I attended a meeting today with some local government employees and my immediate mental note to self as we walked away was, “Well, that went well”.
I rephrased the first sentence because I struggled with the phrase ‘public servant’ in the context of the response we received to our request for some improvements to the shoreline at Jackadder.
The background to this story is that our colleagues at Jackadder, Taskforce 72, (the guys with the RC warships) got in touch with Stirling City with a request to remove some rocks and tree roots from the bank of the lake where we all launch our boats. Taskforce 72 are concerned that a sailor will trip and fall while carrying their boats down to the water, as some members are getting on in years and some of the models they launch are cumbersome and heavy (sound familiar?). Their President, Bob, got in touch with me as a courtesy and invited me to attend the lakeside meeting today as additional support. Hopes were high for a simple and mutually agreed solution – a little bit of manual labour, a bit of excavation and chopping and some smoothing – all done.
But apparently ratty old trees are more important than radio sailors when it comes to health and welfare. The main concern put forward by the council employees was that, if the recalcitrant rocks and roots were tidied up and cleared away, the tree might fall over. Apparently the one that fell over last year down in the southwest corner of the lake did so after it was overpruned, so they have no plan to repeat the experience. The possibility that a sailor might fall over and do themselves an (avoidable) injury wasn’t rated as highly as protection of the trees, if it was rated at all.
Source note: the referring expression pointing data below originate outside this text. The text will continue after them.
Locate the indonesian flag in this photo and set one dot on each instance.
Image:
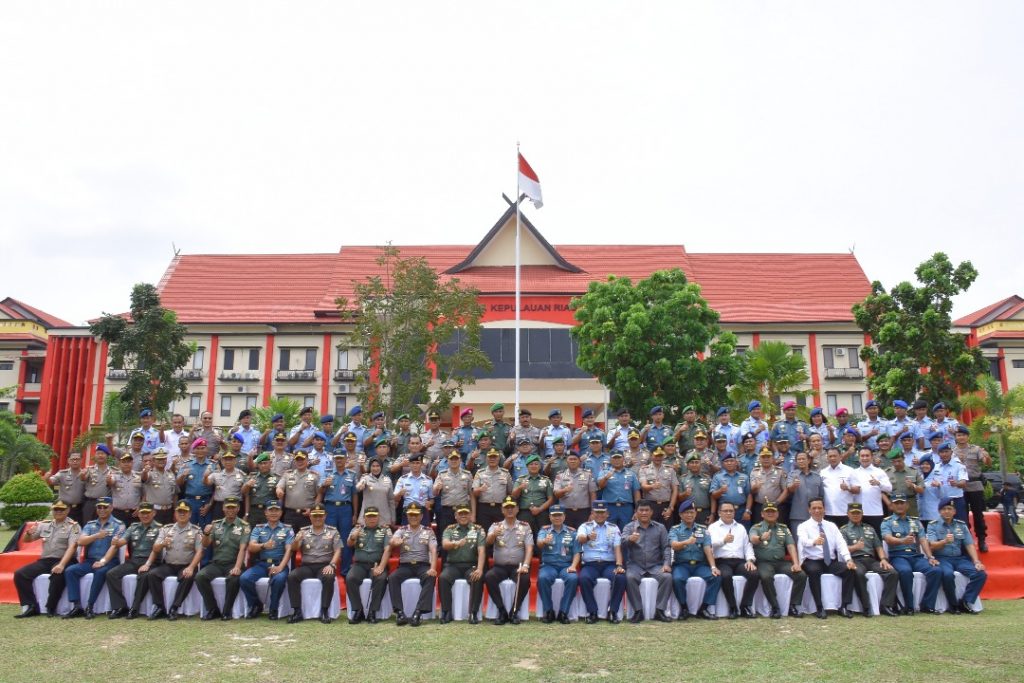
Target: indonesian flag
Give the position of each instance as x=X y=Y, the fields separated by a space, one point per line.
x=529 y=184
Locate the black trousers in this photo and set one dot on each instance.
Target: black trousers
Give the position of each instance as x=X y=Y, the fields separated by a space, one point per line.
x=731 y=566
x=114 y=578
x=155 y=583
x=204 y=584
x=356 y=573
x=493 y=579
x=767 y=570
x=427 y=583
x=28 y=573
x=452 y=573
x=890 y=582
x=815 y=568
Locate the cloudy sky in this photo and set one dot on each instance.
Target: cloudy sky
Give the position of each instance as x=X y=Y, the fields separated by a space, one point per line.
x=129 y=129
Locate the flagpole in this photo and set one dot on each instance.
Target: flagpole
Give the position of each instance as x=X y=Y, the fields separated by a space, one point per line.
x=518 y=195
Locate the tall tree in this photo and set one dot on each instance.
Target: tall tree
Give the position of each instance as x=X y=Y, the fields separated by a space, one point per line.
x=915 y=352
x=645 y=342
x=767 y=373
x=151 y=346
x=411 y=324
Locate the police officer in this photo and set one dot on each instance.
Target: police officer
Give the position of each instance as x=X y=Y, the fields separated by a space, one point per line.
x=513 y=550
x=299 y=488
x=869 y=555
x=159 y=487
x=180 y=547
x=372 y=546
x=228 y=537
x=417 y=559
x=576 y=491
x=464 y=544
x=321 y=548
x=535 y=494
x=559 y=559
x=771 y=541
x=950 y=543
x=602 y=558
x=70 y=487
x=620 y=489
x=271 y=545
x=139 y=539
x=59 y=545
x=95 y=538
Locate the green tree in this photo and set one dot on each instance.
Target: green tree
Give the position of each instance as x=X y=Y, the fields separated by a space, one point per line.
x=915 y=352
x=410 y=323
x=766 y=373
x=995 y=430
x=642 y=341
x=151 y=347
x=19 y=452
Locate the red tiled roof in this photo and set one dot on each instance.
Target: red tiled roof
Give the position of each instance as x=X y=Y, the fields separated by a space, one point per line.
x=990 y=312
x=780 y=288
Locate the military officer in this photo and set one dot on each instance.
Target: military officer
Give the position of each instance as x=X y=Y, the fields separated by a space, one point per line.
x=771 y=541
x=535 y=494
x=695 y=485
x=180 y=548
x=692 y=556
x=228 y=538
x=95 y=538
x=159 y=487
x=491 y=485
x=372 y=546
x=513 y=551
x=464 y=544
x=321 y=548
x=271 y=545
x=576 y=491
x=70 y=486
x=907 y=548
x=559 y=559
x=417 y=559
x=869 y=555
x=260 y=487
x=299 y=488
x=950 y=543
x=620 y=489
x=59 y=546
x=139 y=539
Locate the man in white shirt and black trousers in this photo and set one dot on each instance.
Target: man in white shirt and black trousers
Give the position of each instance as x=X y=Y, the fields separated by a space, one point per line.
x=822 y=550
x=733 y=555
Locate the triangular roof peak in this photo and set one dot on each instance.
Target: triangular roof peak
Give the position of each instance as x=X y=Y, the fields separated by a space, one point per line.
x=498 y=247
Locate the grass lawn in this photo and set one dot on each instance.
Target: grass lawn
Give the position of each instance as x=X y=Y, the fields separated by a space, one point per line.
x=934 y=648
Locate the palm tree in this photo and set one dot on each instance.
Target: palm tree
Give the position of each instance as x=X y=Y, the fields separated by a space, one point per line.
x=768 y=372
x=996 y=423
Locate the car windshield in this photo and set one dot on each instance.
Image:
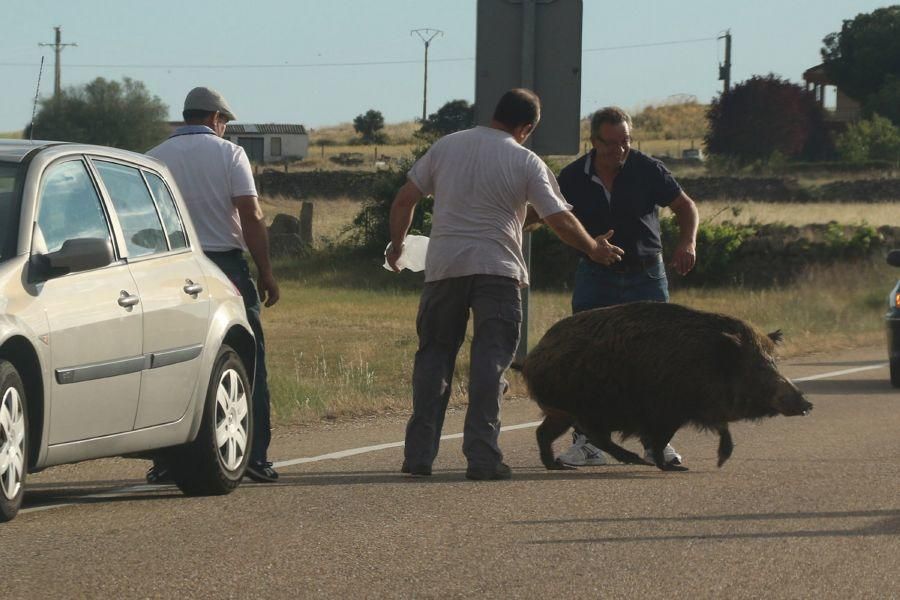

Perhaps we should have suggested that an injured sailor might sue the council, especially now that the hazard has been pointed out (and photographed by them) but they are essentially choosing to do nothing about it.
Apparently they will consider a load of sand being applied for smoothing purposes but only as a temporary measure, and definitely no roots are to be cut nor any entwined rocks removed.
So sailors, whether you’re carrying a battleship, an A Class or a DF 95, take care when you’re launching your boat, or it might end in tears. Hopefully not yours.
Elsewhere on the public service front, our club’s approach to DBCA/DWER/DPIRD for permission to sail some IOMs in the river as a trial of the chosen spot continues – today we received a new response in the chain, just so we know that the responsible person in one of the aforementioned departments is now back from leave and is ready to take on consideration of our request. It’s not a yes but it’s not a no either and it comes four weeks after we started the process.
And our request to sail at South Perth is being turned into a Licensing Agreement as we speak, but the City is unable to tell us when it will be ready for us to see. So we won’t be sailing at South Perth this weekend … eight weeks after we started that process.
We will be sailing at Jackadder this weekend, so mind your step. Better still, get someone else to launch your boat. J
Thursday 15 October 2020: IOM and DF 95 Club Racing, at Jackadder Lake, from 2.00 pm. Weather: Partly Cloudy, Max 24, Winds southeasterly 15 to 25 km/h turning south to southwesterly 20 to 30 km/h in the late morning and early afternoon then becoming south to southeasterly and light in the late evening. (Bring B rigs – today the Gentlemen found it blowing up a bit after a slow start.) (DF boats can probably get by on A rigs, having superior sail-carrying capacity.)
Saturday 17 October 2020: IOM and DF 95 Club Racing, at Jackadder Lake, from 2.00 pm. Weather: Sunny, Max 26, Winds east to southeasterly 15 to 20 km/h tending south to southeasterly 15 to 25 km/h during the day then becoming light during the evening.
Enough from me, other than to congratulate Glenn Dawson on his convincing win in the 10R State Championships last Sunday at Champion Lakes.